If you have received the Astra Zeneca vaccine what should you watch for?

There is no cause for concern for anyone who was vaccinated with AstraZeneca more than 28 days ago.
Anyone vaccinated with AstraZeneca less than 28 days ago should monitor for specific symptoms, and seek immediate medical attention in the unlikely event that any arise. Symptoms include:

  • shortness of breath
  • chest pain
  • leg swelling
  • persistent abdominal pain
  • sudden onset of severe or persistent worsening headaches or blurred vision
  • skin bruising (other than at the site of vaccination)
  • seizures

In the rare cases where blood clots have developed, it has been within 28 days of the vaccine. It's important to note that the risk of serious, adverse reactions such as blood clots is extremely low.

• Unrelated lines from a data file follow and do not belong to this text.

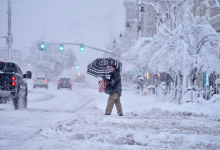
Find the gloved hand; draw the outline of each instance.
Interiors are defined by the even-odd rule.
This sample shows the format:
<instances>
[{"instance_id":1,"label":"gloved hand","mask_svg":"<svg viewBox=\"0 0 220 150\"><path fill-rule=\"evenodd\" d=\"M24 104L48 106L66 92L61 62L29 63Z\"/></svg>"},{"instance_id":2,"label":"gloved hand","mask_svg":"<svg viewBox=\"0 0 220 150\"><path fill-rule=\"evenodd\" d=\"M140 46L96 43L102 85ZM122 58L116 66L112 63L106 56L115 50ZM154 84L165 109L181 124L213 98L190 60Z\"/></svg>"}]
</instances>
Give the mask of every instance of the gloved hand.
<instances>
[{"instance_id":1,"label":"gloved hand","mask_svg":"<svg viewBox=\"0 0 220 150\"><path fill-rule=\"evenodd\" d=\"M105 77L105 76L102 76L101 78L102 78L104 81L106 80L106 77Z\"/></svg>"}]
</instances>

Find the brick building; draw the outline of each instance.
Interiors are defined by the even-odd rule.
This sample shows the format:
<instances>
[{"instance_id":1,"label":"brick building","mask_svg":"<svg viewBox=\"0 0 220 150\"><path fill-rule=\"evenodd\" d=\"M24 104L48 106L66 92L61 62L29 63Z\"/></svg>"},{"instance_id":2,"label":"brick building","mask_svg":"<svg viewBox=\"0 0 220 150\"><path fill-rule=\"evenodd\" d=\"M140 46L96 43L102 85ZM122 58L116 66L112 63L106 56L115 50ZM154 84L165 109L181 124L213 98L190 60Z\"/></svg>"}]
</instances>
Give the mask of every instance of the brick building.
<instances>
[{"instance_id":1,"label":"brick building","mask_svg":"<svg viewBox=\"0 0 220 150\"><path fill-rule=\"evenodd\" d=\"M195 14L196 9L201 6L204 0L194 0L194 2L193 13ZM220 0L218 2L220 3ZM159 11L156 11L156 8L151 5L152 3L158 4ZM145 12L140 12L141 5L144 6ZM210 2L210 5L215 6L215 3ZM161 14L165 14L167 19L169 19L169 12L175 12L176 9L176 7L171 5L170 0L125 0L124 6L126 8L126 32L129 33L130 38L133 40L137 40L139 34L141 37L153 37L161 21ZM211 10L210 24L217 32L220 32L220 8L211 7L208 9ZM200 15L203 16L208 9L201 9ZM171 19L169 21L172 22ZM141 33L138 33L139 23L141 24ZM170 23L170 28L175 28L175 24Z\"/></svg>"}]
</instances>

If I received my first dose of the AstraZeneca vaccine, will I get AstraZeneca for my second dose or another COVID-19 vaccine?

AstraZeneca is no longer available in Saskatchewan as of April 30, 2022 as provincial supply was exhausted.

Booster doses do not need to match your previous two dose COVID-19 vaccinations. If you received two doses of AstraZeneca, it is recommended and safe to receive an mRNA vaccine booster immunization.  If you are contraindicated for an mRNA vaccine, speak to your primary care provider about the protein-based vaccines that are available.

AstraZeneca guidance keeps changing. How do I know if this vaccine is safe?

  • Once a vaccine has been reviewed and approved by Health Canada, it is considered safe and effective for use. Canada has a comprehensive vaccine safety monitoring system to alert public health to changing trends or serious, unexpected or unusual adverse events. These alerts trigger expert medical reviews to identify any safety concerns and respond to these quickly and appropriately. This is an essential part of the Government of Canada's ongoing robust vaccine safety monitoring to ensure the continued quality, safety and effectiveness of all vaccines and other health products that are in use in Canada.
  • The benefit of receiving any COVID-19 vaccine outweighs the risks of getting COVID-19 disease.